Anthony, in fact, wrote an excellent article on dealing with troublesome players. I can only refer you to it again, because he says it better than I can.

Have a Good Time

Remember that the main goal of casual Magic is not to win, but to have fun. If you're the sort of shy person who just mutely deals the cards, well, you're probably not going to be able to sustain a group.

Too many groups get together to play Magic and not much else. Almost every largish group has someone who's impatient to play the cards, but it's okay to take fifteen minutes to debate, say, whether twenty ninja midgets could beat up a polar bear in a cage match. That's the fun part. It is what people remember.

If you can, crack jokes. Smile a lot. If you act really happy to see everyone, you'll be surprised how often you'll be happy to see everyone, because people respond positively to a host who's thrilled to see them.

Encourage rounds of applause at good play. Give people the high-five for an amazingly cool combo, even when you're the one they just hosed. Lose with dignity, and set the tone for everyone else.

Give crazy prizes. We used to have "crap rare ante" in Anchorage, wherein at the beginning of every round players would ante up a Deep Water or an Adventurers' Guildhouse or a Rakalite. Whoever won got all the bad cards, autographed by the loser. Some cards had multiple autographs, or they'd just get torn up and used for tokens.

Your goal as the host should be to make sure everyone's smiling and involved. Crack jokes. Encourage friendships. Lend DVDs.

Have the best damn time you can.

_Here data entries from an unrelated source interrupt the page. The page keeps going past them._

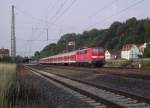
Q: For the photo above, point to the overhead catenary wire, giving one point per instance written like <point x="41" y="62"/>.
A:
<point x="102" y="9"/>
<point x="57" y="18"/>
<point x="117" y="13"/>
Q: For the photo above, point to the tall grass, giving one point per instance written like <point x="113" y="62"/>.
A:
<point x="7" y="78"/>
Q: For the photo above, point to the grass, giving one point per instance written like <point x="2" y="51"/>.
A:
<point x="7" y="78"/>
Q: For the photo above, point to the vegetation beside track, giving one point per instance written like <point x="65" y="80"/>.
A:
<point x="7" y="79"/>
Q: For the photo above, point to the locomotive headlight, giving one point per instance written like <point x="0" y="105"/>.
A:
<point x="97" y="56"/>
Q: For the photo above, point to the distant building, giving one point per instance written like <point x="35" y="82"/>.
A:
<point x="110" y="55"/>
<point x="142" y="47"/>
<point x="130" y="51"/>
<point x="4" y="53"/>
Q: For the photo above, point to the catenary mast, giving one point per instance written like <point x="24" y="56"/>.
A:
<point x="13" y="38"/>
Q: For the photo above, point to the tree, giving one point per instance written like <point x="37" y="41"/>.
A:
<point x="147" y="51"/>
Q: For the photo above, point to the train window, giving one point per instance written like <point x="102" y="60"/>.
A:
<point x="98" y="50"/>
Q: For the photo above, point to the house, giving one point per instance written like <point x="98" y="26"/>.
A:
<point x="130" y="51"/>
<point x="4" y="53"/>
<point x="109" y="55"/>
<point x="142" y="47"/>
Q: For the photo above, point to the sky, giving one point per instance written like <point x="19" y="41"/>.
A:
<point x="33" y="17"/>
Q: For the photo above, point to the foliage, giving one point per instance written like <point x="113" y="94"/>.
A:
<point x="147" y="51"/>
<point x="118" y="34"/>
<point x="7" y="78"/>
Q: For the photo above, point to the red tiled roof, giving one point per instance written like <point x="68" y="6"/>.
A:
<point x="127" y="47"/>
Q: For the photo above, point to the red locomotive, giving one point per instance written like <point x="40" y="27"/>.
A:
<point x="88" y="56"/>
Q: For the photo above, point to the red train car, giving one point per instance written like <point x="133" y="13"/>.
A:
<point x="88" y="56"/>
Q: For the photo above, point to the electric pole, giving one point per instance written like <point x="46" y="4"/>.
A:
<point x="13" y="38"/>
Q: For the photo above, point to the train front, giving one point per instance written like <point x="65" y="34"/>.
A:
<point x="98" y="56"/>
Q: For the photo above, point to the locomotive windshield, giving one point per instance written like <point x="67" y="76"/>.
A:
<point x="98" y="50"/>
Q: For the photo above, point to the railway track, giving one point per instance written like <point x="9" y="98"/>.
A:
<point x="100" y="97"/>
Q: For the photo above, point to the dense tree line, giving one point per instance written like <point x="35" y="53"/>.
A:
<point x="118" y="34"/>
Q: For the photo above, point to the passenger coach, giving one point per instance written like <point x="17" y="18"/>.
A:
<point x="88" y="56"/>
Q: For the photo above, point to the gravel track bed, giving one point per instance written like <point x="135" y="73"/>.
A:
<point x="35" y="92"/>
<point x="135" y="86"/>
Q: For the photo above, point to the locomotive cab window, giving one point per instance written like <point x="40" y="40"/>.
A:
<point x="83" y="52"/>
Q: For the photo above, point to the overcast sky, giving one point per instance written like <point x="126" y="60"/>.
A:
<point x="60" y="17"/>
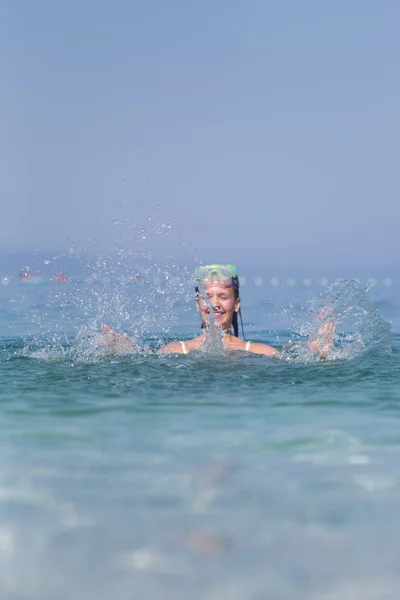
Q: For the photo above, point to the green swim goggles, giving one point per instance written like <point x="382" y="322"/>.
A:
<point x="219" y="271"/>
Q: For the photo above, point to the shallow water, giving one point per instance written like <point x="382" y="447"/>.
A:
<point x="212" y="477"/>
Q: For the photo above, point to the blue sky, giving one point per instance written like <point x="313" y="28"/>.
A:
<point x="266" y="132"/>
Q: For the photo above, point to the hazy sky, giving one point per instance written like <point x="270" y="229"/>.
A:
<point x="265" y="131"/>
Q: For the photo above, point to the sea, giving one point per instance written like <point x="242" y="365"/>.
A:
<point x="210" y="476"/>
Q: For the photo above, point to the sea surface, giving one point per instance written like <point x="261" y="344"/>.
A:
<point x="207" y="476"/>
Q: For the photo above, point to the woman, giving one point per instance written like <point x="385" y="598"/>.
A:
<point x="219" y="301"/>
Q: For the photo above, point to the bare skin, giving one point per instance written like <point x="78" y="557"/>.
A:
<point x="224" y="305"/>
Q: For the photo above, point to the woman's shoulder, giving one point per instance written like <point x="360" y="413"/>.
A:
<point x="254" y="347"/>
<point x="182" y="347"/>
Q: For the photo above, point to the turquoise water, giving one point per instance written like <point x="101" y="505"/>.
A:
<point x="207" y="476"/>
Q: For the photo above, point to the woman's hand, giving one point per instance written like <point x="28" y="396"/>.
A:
<point x="115" y="342"/>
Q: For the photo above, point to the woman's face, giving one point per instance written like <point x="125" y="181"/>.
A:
<point x="223" y="305"/>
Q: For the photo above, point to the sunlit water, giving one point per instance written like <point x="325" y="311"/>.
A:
<point x="206" y="476"/>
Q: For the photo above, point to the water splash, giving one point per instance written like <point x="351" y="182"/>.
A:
<point x="359" y="327"/>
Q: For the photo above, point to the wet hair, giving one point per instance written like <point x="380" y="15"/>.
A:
<point x="235" y="325"/>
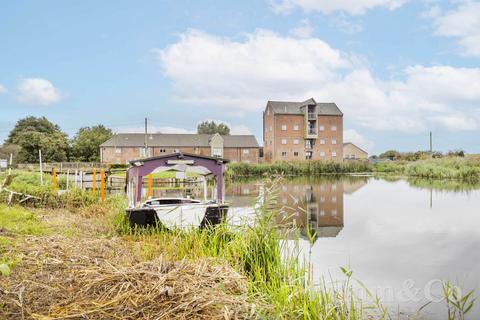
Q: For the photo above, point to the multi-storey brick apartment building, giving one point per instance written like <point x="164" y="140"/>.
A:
<point x="302" y="131"/>
<point x="123" y="147"/>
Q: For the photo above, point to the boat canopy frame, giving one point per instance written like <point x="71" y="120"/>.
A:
<point x="143" y="167"/>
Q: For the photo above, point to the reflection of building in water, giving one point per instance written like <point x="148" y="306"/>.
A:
<point x="318" y="206"/>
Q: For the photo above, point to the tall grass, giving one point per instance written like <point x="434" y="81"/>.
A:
<point x="279" y="281"/>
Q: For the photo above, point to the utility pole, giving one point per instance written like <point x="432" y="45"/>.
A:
<point x="431" y="149"/>
<point x="146" y="138"/>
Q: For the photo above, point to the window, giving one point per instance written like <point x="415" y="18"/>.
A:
<point x="217" y="152"/>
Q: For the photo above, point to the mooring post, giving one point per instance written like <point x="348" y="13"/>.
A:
<point x="94" y="180"/>
<point x="149" y="190"/>
<point x="102" y="186"/>
<point x="54" y="179"/>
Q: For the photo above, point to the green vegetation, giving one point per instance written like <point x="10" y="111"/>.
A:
<point x="461" y="168"/>
<point x="296" y="168"/>
<point x="211" y="127"/>
<point x="87" y="141"/>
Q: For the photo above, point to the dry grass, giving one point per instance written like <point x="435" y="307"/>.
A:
<point x="63" y="278"/>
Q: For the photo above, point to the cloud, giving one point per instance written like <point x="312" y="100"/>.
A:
<point x="303" y="30"/>
<point x="353" y="136"/>
<point x="240" y="76"/>
<point x="352" y="7"/>
<point x="462" y="23"/>
<point x="37" y="91"/>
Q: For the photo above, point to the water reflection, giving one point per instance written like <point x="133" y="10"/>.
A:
<point x="400" y="237"/>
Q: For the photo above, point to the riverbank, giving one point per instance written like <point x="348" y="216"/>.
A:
<point x="439" y="168"/>
<point x="62" y="263"/>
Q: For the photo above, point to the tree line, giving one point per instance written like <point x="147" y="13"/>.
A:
<point x="32" y="134"/>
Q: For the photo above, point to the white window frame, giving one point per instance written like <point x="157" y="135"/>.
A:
<point x="217" y="152"/>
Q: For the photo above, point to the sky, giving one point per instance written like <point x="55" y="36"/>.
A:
<point x="398" y="69"/>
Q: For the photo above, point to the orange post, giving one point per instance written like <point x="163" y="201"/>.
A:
<point x="54" y="174"/>
<point x="149" y="192"/>
<point x="102" y="186"/>
<point x="94" y="180"/>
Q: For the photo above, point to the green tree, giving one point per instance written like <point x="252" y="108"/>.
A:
<point x="32" y="134"/>
<point x="86" y="144"/>
<point x="210" y="127"/>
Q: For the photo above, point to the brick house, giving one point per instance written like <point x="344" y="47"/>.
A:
<point x="302" y="131"/>
<point x="123" y="147"/>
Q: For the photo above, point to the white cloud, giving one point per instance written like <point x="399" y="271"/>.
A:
<point x="462" y="23"/>
<point x="353" y="7"/>
<point x="240" y="76"/>
<point x="303" y="30"/>
<point x="37" y="91"/>
<point x="353" y="136"/>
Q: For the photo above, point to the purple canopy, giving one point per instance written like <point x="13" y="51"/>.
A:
<point x="144" y="167"/>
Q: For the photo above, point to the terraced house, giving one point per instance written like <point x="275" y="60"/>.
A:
<point x="307" y="130"/>
<point x="128" y="146"/>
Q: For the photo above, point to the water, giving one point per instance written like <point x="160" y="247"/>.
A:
<point x="401" y="238"/>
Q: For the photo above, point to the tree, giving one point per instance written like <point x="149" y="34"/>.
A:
<point x="210" y="127"/>
<point x="32" y="134"/>
<point x="87" y="141"/>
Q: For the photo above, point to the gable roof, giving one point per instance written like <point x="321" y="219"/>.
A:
<point x="345" y="143"/>
<point x="178" y="140"/>
<point x="290" y="107"/>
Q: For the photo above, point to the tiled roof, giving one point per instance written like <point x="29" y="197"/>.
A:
<point x="289" y="107"/>
<point x="178" y="140"/>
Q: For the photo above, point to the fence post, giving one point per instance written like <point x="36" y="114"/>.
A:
<point x="149" y="191"/>
<point x="94" y="180"/>
<point x="54" y="179"/>
<point x="102" y="185"/>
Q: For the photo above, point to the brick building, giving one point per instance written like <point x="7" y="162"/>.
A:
<point x="123" y="147"/>
<point x="302" y="131"/>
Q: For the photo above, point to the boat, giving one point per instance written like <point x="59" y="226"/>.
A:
<point x="177" y="212"/>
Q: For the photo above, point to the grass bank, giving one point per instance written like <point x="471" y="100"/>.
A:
<point x="460" y="168"/>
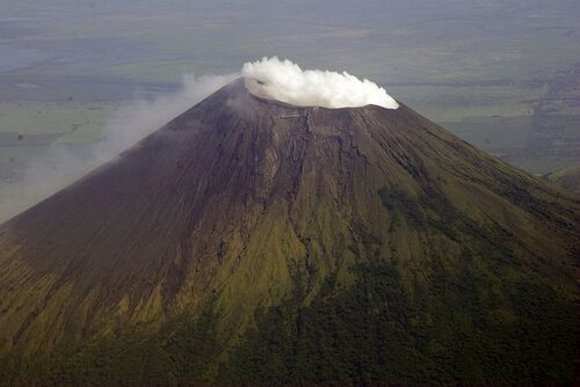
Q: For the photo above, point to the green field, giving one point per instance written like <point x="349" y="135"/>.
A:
<point x="502" y="74"/>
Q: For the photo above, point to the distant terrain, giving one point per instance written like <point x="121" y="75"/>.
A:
<point x="502" y="74"/>
<point x="568" y="178"/>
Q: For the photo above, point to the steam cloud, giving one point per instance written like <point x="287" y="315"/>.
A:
<point x="268" y="78"/>
<point x="287" y="82"/>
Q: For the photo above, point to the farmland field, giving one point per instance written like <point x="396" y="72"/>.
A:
<point x="502" y="74"/>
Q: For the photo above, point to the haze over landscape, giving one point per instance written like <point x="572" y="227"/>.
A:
<point x="502" y="74"/>
<point x="283" y="192"/>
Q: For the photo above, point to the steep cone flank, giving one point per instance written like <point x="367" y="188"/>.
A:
<point x="253" y="240"/>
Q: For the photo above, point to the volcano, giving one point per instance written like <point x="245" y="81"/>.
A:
<point x="250" y="240"/>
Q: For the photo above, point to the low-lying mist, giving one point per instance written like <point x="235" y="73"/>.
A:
<point x="62" y="165"/>
<point x="269" y="78"/>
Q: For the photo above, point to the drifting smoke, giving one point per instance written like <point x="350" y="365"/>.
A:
<point x="287" y="82"/>
<point x="63" y="165"/>
<point x="268" y="78"/>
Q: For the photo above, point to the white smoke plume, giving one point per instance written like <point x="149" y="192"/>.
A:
<point x="287" y="82"/>
<point x="62" y="165"/>
<point x="268" y="78"/>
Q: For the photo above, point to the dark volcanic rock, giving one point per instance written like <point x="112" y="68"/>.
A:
<point x="249" y="240"/>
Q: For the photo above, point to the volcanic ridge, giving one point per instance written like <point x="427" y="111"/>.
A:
<point x="251" y="240"/>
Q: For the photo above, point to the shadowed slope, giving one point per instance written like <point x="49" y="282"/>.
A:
<point x="246" y="231"/>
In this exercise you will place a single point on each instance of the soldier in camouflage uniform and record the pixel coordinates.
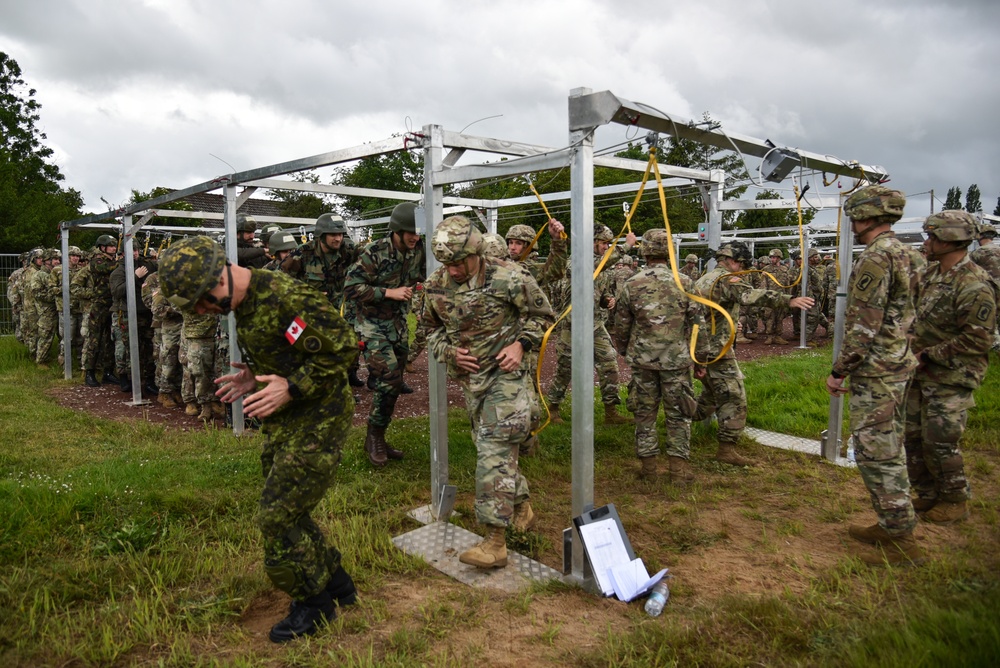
(876, 356)
(952, 336)
(381, 285)
(605, 355)
(483, 315)
(323, 263)
(723, 393)
(297, 349)
(94, 285)
(653, 322)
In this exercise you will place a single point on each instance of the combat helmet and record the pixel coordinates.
(282, 240)
(330, 223)
(455, 239)
(521, 233)
(189, 269)
(952, 225)
(656, 244)
(736, 250)
(403, 218)
(877, 201)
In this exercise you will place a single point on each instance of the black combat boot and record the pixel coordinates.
(305, 618)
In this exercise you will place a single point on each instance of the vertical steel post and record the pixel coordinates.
(433, 207)
(229, 225)
(582, 323)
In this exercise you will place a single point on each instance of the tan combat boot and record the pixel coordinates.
(491, 553)
(901, 550)
(946, 512)
(727, 455)
(524, 518)
(680, 472)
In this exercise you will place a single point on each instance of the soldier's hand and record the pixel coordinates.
(269, 399)
(399, 294)
(465, 361)
(801, 302)
(235, 385)
(511, 356)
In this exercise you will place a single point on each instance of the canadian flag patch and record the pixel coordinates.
(295, 330)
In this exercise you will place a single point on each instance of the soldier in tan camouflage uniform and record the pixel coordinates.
(952, 335)
(877, 357)
(652, 326)
(483, 315)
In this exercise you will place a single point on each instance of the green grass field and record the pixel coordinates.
(134, 544)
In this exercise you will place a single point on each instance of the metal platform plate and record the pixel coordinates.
(440, 543)
(786, 442)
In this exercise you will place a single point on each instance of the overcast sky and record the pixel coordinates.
(138, 94)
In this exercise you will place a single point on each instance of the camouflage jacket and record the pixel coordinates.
(381, 267)
(501, 304)
(654, 319)
(324, 272)
(880, 312)
(956, 316)
(730, 292)
(288, 329)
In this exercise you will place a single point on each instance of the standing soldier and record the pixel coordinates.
(483, 315)
(653, 322)
(723, 393)
(952, 336)
(381, 285)
(298, 349)
(877, 357)
(322, 264)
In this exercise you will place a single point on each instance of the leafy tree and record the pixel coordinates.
(32, 203)
(972, 201)
(954, 198)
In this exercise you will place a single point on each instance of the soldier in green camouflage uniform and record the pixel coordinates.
(605, 355)
(483, 315)
(652, 325)
(723, 393)
(952, 336)
(297, 350)
(381, 285)
(876, 356)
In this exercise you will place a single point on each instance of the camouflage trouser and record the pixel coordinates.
(724, 395)
(47, 321)
(385, 360)
(605, 361)
(501, 421)
(170, 373)
(876, 408)
(201, 366)
(297, 475)
(935, 420)
(650, 388)
(98, 350)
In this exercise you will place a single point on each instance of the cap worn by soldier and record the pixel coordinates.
(521, 233)
(953, 225)
(875, 202)
(455, 239)
(189, 269)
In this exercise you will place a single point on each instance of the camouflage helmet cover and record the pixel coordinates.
(521, 233)
(875, 202)
(455, 239)
(403, 218)
(189, 269)
(330, 223)
(951, 225)
(655, 244)
(495, 246)
(281, 241)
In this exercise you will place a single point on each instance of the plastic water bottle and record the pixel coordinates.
(657, 598)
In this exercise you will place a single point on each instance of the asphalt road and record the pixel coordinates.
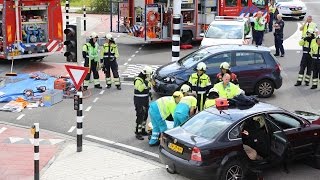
(110, 116)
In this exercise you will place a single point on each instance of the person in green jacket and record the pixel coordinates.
(160, 111)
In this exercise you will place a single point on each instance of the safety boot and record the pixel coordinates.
(97, 86)
(298, 83)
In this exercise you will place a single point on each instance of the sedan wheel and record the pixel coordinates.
(234, 173)
(265, 88)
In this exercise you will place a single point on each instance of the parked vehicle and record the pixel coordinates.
(291, 8)
(257, 69)
(210, 145)
(30, 29)
(227, 30)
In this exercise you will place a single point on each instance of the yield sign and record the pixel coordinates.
(77, 74)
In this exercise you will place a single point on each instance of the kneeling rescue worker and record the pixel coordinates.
(161, 110)
(142, 86)
(200, 83)
(91, 59)
(186, 107)
(110, 55)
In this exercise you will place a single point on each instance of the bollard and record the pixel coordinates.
(78, 106)
(36, 156)
(67, 12)
(176, 30)
(84, 18)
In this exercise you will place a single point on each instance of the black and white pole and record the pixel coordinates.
(67, 12)
(84, 18)
(176, 30)
(79, 107)
(36, 156)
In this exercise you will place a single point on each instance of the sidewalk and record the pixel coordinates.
(97, 162)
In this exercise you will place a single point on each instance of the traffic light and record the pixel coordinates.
(71, 43)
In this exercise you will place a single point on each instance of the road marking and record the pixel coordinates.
(72, 128)
(95, 100)
(20, 117)
(123, 145)
(2, 129)
(101, 92)
(88, 108)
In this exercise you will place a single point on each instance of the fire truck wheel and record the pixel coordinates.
(186, 37)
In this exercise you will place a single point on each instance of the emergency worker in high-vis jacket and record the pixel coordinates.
(161, 110)
(306, 60)
(90, 53)
(315, 54)
(200, 83)
(110, 54)
(142, 85)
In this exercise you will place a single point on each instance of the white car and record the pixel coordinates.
(291, 8)
(227, 30)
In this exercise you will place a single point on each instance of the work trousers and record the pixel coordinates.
(305, 65)
(316, 72)
(259, 37)
(141, 105)
(278, 43)
(113, 65)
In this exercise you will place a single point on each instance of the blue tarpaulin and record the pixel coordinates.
(15, 86)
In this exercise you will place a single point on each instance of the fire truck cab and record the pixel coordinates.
(30, 28)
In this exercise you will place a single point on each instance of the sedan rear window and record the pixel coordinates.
(206, 125)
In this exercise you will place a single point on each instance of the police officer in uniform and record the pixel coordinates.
(278, 36)
(90, 53)
(315, 53)
(200, 83)
(142, 86)
(110, 55)
(306, 60)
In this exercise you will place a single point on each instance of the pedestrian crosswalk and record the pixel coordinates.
(132, 70)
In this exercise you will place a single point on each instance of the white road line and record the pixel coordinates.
(20, 117)
(72, 128)
(88, 108)
(2, 129)
(101, 92)
(95, 100)
(123, 145)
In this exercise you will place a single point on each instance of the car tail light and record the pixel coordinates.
(196, 154)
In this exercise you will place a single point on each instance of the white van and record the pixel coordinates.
(227, 30)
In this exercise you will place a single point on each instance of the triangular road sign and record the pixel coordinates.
(77, 74)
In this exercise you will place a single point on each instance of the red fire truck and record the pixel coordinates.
(30, 28)
(152, 19)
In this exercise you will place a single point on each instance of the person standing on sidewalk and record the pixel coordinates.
(278, 36)
(272, 10)
(110, 55)
(259, 28)
(315, 53)
(306, 60)
(142, 86)
(90, 53)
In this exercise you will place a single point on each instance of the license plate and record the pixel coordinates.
(175, 148)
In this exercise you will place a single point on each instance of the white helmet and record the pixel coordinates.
(94, 35)
(225, 65)
(147, 70)
(185, 88)
(201, 66)
(109, 36)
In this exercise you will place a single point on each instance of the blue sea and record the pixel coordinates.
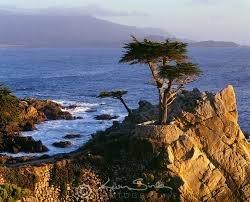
(76, 76)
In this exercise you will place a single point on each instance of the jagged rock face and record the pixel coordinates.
(206, 149)
(202, 155)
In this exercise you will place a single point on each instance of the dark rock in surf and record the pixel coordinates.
(72, 136)
(62, 144)
(105, 117)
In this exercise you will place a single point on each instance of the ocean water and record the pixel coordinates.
(76, 76)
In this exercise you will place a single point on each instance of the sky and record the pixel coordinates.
(225, 20)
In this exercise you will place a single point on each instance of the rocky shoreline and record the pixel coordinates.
(30, 113)
(202, 155)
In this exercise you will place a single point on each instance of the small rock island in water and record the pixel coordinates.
(189, 147)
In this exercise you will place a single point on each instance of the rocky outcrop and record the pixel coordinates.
(202, 155)
(16, 144)
(205, 148)
(62, 144)
(29, 112)
(105, 117)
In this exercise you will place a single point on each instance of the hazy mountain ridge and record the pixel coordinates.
(33, 30)
(66, 31)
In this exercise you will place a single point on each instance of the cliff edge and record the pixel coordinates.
(202, 155)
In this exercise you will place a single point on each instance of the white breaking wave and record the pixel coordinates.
(50, 132)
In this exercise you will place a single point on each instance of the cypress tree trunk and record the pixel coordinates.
(127, 108)
(164, 113)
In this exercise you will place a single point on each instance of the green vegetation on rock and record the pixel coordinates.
(9, 110)
(169, 65)
(9, 193)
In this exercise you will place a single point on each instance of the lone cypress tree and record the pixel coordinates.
(116, 95)
(168, 63)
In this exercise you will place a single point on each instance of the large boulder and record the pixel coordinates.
(205, 148)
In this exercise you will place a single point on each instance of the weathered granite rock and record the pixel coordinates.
(105, 117)
(206, 149)
(201, 156)
(62, 144)
(29, 113)
(16, 144)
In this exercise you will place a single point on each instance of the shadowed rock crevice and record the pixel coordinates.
(202, 156)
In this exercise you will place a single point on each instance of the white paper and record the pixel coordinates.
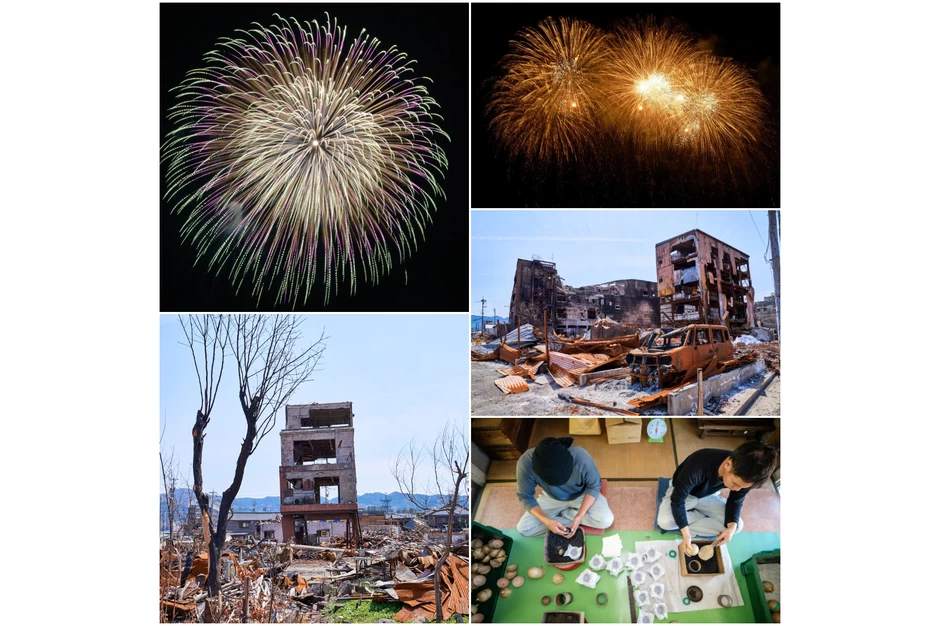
(588, 579)
(597, 562)
(615, 566)
(634, 561)
(657, 571)
(659, 610)
(676, 585)
(613, 546)
(658, 590)
(650, 555)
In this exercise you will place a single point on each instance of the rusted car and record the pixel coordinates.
(668, 358)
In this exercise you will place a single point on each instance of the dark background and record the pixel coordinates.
(748, 33)
(433, 35)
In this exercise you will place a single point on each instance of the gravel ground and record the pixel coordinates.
(768, 404)
(486, 399)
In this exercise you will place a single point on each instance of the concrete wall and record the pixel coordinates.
(714, 276)
(336, 411)
(682, 401)
(343, 439)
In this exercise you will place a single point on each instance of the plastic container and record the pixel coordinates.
(485, 534)
(755, 586)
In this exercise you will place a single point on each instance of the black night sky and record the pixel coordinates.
(748, 33)
(436, 36)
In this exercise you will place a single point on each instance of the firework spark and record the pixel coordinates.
(666, 91)
(545, 105)
(294, 142)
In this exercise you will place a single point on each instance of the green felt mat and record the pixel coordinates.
(525, 606)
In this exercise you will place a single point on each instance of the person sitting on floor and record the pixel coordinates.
(693, 503)
(571, 485)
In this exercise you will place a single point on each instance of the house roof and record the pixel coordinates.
(458, 510)
(255, 516)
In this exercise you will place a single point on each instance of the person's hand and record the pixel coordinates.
(724, 537)
(573, 528)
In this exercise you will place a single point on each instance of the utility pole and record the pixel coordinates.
(772, 217)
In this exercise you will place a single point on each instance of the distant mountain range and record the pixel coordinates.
(272, 503)
(475, 321)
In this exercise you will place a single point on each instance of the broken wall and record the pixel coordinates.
(318, 460)
(702, 280)
(537, 287)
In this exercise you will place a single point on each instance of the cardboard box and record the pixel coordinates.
(623, 429)
(584, 426)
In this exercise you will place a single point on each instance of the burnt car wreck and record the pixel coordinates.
(668, 358)
(628, 345)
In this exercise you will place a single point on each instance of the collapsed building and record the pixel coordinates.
(538, 288)
(318, 469)
(765, 311)
(702, 280)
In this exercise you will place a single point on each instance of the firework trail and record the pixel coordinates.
(648, 63)
(295, 142)
(665, 91)
(544, 106)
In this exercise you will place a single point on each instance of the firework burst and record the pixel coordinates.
(297, 148)
(665, 91)
(545, 104)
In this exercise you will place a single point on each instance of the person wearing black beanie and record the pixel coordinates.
(571, 488)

Really, that's the best advice I have to give.


* Fun fact: We had some new players over, and in my next column I referred to one of them as "Jonathan." The problem is, that wasn't actually his name. Thus, in order to cover up for my horrible memory for names, I now call every new player "Jonathan." This is how erstwhile comedians turn an awful public humiliation into a "running gag."


** Actually, Ben and I had discussed the idea of playing at the game store long beforehand, but it makes a better story if I tell it this way. And so Ben learns his first lesson about playing with me: if I think it'll make a better story, I will twist the facts. (But not the truth, I promise.)


*** Which, amazingly enough, I won. I may give the details on this later.


**** Major props to anyone who gets that obscure reference. Hint: Hagar.


***** It's only taken, what, a thousand words to get to the point? Sheesh, for a guy with no teeth I sure am running on at the mouth.


****** Two brief additions here; I actually couldn't have killed the Psionic Sliver, since there was a Crystalline Sliver out; I could have countered it. But saying that I could have countered something twice seemed so.... monotonous. It's also of interest that somehow, despite allowing these ludicrous plays, I managed to win both of those games. Weird, huh?